Three future scenarios for the years 2030 and 2050 are presented and characterized by different penetration rates of AVs and SAVs to reflect the uncertainty in the market share of future cars. Moreover, the travel demand of the developed scenarios was obtained from The Centre for Budapest Transport projections for the respective years, where the total predicted private transport demand was 2.23, and 2.31 million trips per day for the years 2030, and 2050, respectively. In the "Mix-Traffic" scenario for 2030, conventional cars, AVs, and SAVs operate together in the network. The other two scenarios comprise only AVs and SAVs and are assumed for the year 2050, where the "AV-Focused" scenario represents high dependency on privately owned AV, and the "SAV-Focused" scenario reflects a high usage of SAV fleets. I also compared the implications of three distinct RP strategies in Budapest's proposed future traffic scenarios.
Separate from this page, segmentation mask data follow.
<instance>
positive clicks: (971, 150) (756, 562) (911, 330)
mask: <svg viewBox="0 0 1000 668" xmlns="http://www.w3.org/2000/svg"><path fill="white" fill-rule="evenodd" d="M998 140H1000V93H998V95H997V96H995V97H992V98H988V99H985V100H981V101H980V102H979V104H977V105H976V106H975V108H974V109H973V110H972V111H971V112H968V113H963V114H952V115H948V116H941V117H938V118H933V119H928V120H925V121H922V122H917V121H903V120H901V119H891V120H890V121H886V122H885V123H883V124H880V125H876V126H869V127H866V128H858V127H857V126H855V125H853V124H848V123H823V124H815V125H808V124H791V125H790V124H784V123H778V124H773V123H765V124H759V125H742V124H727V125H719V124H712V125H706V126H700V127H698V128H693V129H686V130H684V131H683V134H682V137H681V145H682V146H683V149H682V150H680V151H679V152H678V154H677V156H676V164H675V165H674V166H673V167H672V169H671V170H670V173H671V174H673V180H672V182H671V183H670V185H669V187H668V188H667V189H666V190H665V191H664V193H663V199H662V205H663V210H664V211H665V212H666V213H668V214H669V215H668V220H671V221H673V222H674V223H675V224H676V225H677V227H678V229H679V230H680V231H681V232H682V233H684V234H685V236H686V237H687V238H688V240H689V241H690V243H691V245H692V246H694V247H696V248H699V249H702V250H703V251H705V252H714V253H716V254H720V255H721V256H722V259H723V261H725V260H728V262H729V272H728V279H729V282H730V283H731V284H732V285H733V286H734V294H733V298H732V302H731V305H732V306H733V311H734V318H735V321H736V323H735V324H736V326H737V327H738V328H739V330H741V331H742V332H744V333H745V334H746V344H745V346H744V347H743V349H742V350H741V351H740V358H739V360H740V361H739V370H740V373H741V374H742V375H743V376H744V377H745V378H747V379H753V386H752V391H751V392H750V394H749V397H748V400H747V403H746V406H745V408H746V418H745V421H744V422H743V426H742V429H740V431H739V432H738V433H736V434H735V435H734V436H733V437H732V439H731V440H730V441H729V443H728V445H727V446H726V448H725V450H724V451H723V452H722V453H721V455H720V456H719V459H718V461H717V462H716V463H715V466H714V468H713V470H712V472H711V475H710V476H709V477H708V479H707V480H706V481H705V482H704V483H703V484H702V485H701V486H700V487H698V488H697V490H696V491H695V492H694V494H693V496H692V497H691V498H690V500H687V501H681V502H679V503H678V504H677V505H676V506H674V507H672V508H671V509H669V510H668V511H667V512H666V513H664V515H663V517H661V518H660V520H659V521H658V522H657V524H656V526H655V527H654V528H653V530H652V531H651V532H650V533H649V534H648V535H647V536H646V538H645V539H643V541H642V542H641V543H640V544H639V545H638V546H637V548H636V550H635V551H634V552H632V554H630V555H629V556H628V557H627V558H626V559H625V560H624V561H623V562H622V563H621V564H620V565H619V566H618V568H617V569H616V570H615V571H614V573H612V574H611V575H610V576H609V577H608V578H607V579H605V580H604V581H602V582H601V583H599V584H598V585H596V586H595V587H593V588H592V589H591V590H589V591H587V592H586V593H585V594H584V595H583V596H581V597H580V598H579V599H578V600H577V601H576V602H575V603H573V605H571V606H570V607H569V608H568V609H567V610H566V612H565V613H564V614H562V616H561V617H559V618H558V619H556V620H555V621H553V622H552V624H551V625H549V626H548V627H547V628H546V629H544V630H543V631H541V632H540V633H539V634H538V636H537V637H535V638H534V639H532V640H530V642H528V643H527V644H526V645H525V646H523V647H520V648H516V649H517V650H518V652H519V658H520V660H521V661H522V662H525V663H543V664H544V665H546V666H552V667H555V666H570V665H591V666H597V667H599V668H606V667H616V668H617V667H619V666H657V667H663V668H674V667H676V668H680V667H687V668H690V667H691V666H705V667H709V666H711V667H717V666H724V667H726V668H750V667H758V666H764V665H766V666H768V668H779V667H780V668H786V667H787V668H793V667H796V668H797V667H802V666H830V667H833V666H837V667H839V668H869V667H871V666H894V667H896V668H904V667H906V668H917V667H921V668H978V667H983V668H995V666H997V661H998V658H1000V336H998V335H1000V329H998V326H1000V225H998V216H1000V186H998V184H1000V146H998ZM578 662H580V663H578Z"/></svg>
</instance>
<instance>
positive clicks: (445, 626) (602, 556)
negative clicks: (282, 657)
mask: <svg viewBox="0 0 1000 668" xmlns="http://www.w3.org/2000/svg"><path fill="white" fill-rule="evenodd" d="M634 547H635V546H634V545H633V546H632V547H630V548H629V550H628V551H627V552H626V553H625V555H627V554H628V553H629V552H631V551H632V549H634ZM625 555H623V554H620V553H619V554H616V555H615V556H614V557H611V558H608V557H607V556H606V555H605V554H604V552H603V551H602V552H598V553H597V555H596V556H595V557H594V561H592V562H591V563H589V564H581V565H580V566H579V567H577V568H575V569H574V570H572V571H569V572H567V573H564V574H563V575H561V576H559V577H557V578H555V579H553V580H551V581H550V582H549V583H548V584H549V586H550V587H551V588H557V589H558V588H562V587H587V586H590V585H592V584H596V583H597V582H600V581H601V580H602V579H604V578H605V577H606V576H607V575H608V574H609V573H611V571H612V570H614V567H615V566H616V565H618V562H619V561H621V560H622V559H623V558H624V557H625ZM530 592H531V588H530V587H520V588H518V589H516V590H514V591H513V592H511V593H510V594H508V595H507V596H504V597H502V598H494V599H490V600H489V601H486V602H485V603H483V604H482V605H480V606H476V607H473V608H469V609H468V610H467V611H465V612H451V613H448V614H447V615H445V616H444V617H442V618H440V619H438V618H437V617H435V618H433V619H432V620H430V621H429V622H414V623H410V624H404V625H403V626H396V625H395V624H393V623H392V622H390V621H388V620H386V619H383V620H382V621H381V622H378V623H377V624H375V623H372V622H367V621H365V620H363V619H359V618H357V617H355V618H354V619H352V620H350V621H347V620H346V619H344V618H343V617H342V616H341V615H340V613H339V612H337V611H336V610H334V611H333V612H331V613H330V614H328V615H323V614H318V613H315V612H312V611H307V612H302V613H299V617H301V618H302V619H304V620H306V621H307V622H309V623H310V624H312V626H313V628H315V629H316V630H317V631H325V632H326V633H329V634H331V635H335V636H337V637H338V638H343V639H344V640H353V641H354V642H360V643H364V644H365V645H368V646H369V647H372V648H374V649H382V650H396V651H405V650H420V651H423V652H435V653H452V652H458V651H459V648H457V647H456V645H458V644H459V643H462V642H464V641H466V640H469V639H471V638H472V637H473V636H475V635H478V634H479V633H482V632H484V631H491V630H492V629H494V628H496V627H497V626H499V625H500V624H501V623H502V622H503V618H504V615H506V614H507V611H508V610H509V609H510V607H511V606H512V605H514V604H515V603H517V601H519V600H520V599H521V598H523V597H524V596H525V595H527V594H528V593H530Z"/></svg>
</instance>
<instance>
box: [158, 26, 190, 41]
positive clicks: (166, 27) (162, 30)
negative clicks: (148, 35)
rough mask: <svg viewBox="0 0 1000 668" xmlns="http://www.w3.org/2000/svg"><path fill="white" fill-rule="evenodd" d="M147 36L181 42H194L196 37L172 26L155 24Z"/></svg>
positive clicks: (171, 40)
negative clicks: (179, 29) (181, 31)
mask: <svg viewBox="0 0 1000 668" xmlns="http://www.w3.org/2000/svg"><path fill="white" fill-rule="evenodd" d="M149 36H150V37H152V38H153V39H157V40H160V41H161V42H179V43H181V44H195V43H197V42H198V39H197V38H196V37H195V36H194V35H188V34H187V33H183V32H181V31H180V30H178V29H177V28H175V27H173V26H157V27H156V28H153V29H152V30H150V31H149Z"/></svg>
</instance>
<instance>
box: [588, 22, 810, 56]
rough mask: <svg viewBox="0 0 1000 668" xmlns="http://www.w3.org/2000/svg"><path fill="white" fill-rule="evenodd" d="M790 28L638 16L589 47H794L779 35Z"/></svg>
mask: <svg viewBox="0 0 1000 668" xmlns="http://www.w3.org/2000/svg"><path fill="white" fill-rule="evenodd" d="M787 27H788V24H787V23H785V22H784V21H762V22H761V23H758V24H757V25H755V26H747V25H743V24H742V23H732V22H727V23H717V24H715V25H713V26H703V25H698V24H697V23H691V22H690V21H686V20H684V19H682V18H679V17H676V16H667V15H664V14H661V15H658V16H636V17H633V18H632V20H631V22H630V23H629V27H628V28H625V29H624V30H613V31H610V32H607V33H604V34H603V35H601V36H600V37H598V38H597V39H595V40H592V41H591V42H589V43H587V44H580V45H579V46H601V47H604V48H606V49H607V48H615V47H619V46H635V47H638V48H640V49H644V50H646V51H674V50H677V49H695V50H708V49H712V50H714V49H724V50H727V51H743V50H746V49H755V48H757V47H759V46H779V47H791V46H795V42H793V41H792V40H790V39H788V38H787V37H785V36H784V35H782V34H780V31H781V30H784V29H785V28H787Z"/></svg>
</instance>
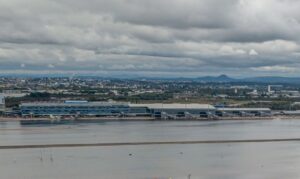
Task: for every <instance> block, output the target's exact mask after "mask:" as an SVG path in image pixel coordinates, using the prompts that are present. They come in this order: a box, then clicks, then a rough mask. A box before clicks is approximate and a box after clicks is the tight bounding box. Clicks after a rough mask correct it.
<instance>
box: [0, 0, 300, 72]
mask: <svg viewBox="0 0 300 179" xmlns="http://www.w3.org/2000/svg"><path fill="white" fill-rule="evenodd" d="M299 6H300V1H295V0H263V1H261V0H225V1H219V0H201V1H199V0H185V1H181V0H164V1H160V0H152V1H148V0H110V1H104V0H89V1H79V0H59V1H58V0H43V1H40V0H26V1H24V0H10V1H7V0H1V1H0V24H1V29H0V70H1V71H0V72H1V74H2V75H10V74H14V75H15V74H27V75H28V74H88V75H100V76H108V77H110V76H146V77H147V76H155V77H161V76H164V77H198V76H204V75H220V74H227V75H230V76H233V77H249V76H250V77H251V76H269V75H277V76H299V70H298V69H299V66H300V63H299V56H300V53H299V52H300V48H299V40H300V37H299V35H298V34H299V33H298V32H299V30H300V23H299V20H300V12H299Z"/></svg>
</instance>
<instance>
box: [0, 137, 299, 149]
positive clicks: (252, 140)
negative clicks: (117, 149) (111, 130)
mask: <svg viewBox="0 0 300 179" xmlns="http://www.w3.org/2000/svg"><path fill="white" fill-rule="evenodd" d="M291 141H296V142H300V138H287V139H242V140H197V141H157V142H110V143H86V144H33V145H3V146H0V150H1V149H34V148H69V147H104V146H138V145H182V144H222V143H263V142H291Z"/></svg>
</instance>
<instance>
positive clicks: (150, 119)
mask: <svg viewBox="0 0 300 179" xmlns="http://www.w3.org/2000/svg"><path fill="white" fill-rule="evenodd" d="M276 119H282V120H289V119H300V116H297V115H288V116H286V115H276V116H266V117H220V118H197V119H195V118H190V119H186V118H181V119H180V118H178V119H155V118H152V117H123V118H121V117H97V118H95V117H90V118H87V117H85V118H78V119H51V118H22V117H0V122H20V121H39V120H41V121H48V120H49V121H60V120H64V121H74V122H82V123H84V122H102V121H103V122H109V121H124V122H126V121H222V120H240V121H243V120H276Z"/></svg>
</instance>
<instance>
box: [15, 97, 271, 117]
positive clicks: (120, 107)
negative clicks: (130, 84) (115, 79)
mask: <svg viewBox="0 0 300 179" xmlns="http://www.w3.org/2000/svg"><path fill="white" fill-rule="evenodd" d="M20 112H21V115H22V116H23V117H46V116H93V117H105V116H115V117H122V116H141V117H142V116H151V117H155V118H164V119H174V118H184V117H188V118H199V117H203V118H210V117H215V116H220V117H221V116H259V115H261V116H262V115H269V114H271V110H270V109H268V108H215V107H214V106H212V105H209V104H180V103H170V104H163V103H153V104H132V103H126V102H88V101H65V102H55V103H53V102H39V103H37V102H33V103H22V104H21V105H20Z"/></svg>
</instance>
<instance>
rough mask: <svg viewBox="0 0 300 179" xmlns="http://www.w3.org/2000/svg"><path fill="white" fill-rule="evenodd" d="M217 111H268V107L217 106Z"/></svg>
mask: <svg viewBox="0 0 300 179" xmlns="http://www.w3.org/2000/svg"><path fill="white" fill-rule="evenodd" d="M217 110H219V111H270V110H271V109H270V108H217Z"/></svg>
The pricing schemes consisted of a static-fixed toll (bridge toll scheme), a static-variable toll (distance-based scheme), and a dynamic RP (link-based scheme).
The results regarding the impact of the deployment of AV and SAV on Budapest's network reveal that: from a traffic perspective, the emergence of AVs and SAVs would improve the overall network performance; furthermore, better performance was observed with increasing the share distribution of SAVs, where the lowest queues length, minimum delays, maximum velocity, and lowest vehicle kilometers traveled took place in the SAV-Focused scenario, followed by AV-Focused and Mix-Traffic scenarios, respectively. Similarly, the consumer surplus increased in all future scenarios, where the highest increment occurred in the AV-Focused scenario. Consequently, the advent of AVs and SAVs will improve traffic performance and increase consumer surplus, benefiting road users and authorities. The results regarding the implications of the applied pricing strategies demonstrate that the impact of RP schemes differs according to the change in penetration rates of AVs and SAVs. Nevertheless, considering the gained social benefits, implementing a dynamic pricing strategy (Link-based Scheme) in the case of AV-Focused and SAV-Focused scenarios performed better than static ones. On the contrary, the static pricing strategies (i.e., Bridge Toll and Distance-based Schemes) outperformed the dynamic ones in the Mix-Traffic scenario. Furthermore, the link-based scheme generated the maximum revenues (i.e., gathered tolls).